Отношения человека с мусором всегда казались мне странными: они напоминают любовные. В магазинах огромные толпы покупателей с боем расхватывают любой вздор, выброшенный на прилавки, а всего неделю спустя эти вещи уже поступают ко мне — Генеральному мусорщику Дарлингтона. Если прижаться ухом к земле, можно уловить равномерный рокот. Это не пульс планеты, не какие-нибудь генераторы или энергетические коллекторы, а вены двадцать второго века — мусоропроводы.

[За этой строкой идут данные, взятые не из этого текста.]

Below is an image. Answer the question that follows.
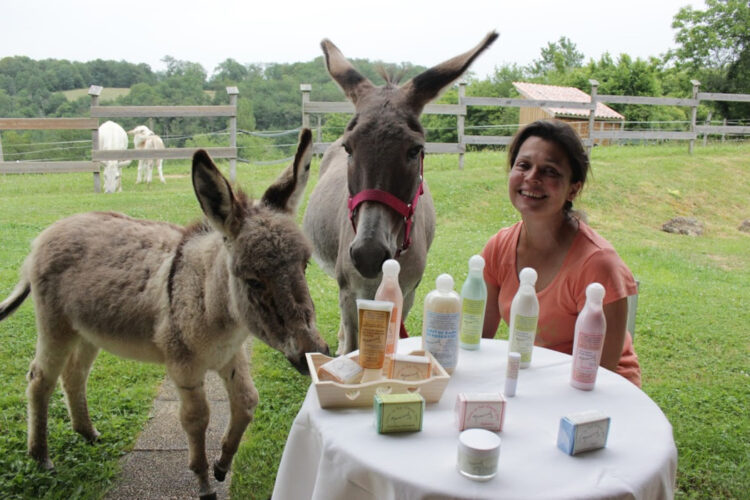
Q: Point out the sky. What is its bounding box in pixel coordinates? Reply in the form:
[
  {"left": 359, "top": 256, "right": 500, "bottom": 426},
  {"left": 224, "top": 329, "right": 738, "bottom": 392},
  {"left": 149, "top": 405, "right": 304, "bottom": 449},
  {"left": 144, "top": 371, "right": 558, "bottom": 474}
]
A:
[{"left": 0, "top": 0, "right": 705, "bottom": 78}]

Вначале человек заглатывает.
Чтобы иметь, что заглатывать — он тратит миллионы. Расплачивается кровными грошами за наслаждение иметь. Но жизнь вещей коротка: их нарочно делают так, чтобы как можно скорее они оказывались в утробе домашнего утилизатора первичной обработки. Оттуда они попадут в городскую «печень» (там из массы удаляются токсины), затем направляются в толстые или тонкие кишки, уже упомянутые мусоропроводы, а в заключение мощные пульсаторы проталкивают их через анус Дарлингтона. Тут и поджидаю их я.
Генеральный мусорщик города.
Мусорщиков много, любая скотина может стать мусорщиком, но Генеральный мусорщик один.
Тут и соответствующее образование требуется, и определенные заслуги.
Смотри-ка, какой ботинок! У него толстая подошва, хотя у парного к нему — тонкая. Господин бывший владелец или косолапил, или одна нога у него была короче другой. На что только не способна человеческая изобретательность! Одинаковые ботинки с подошвами разной толщины.
Мое дело — сортировать утиль. В одну кучу бумагу, в другую эбонит, в третью — полихлорвинил и так далее.
Попробуй тут без образования. Что правда, то правда: с моим образованием я мог бы стать даже экономом, правда, не генеральным. А теперь? Куда ни глянешь, перед тобой расстилаются огромные пространства всяческой мерзости, аж дух захватывает. Такие масштабы поневоле вызывают восторг! Смотришь, смотришь и никак не насмотришься, какая-то сладость по жилам разливается, словно раз и навсегда убедился: вся планета — сплошная необъятная свалка!
И можно ли не дрогнуть от восхищения при мысли о том, что все это дело рук человеческих!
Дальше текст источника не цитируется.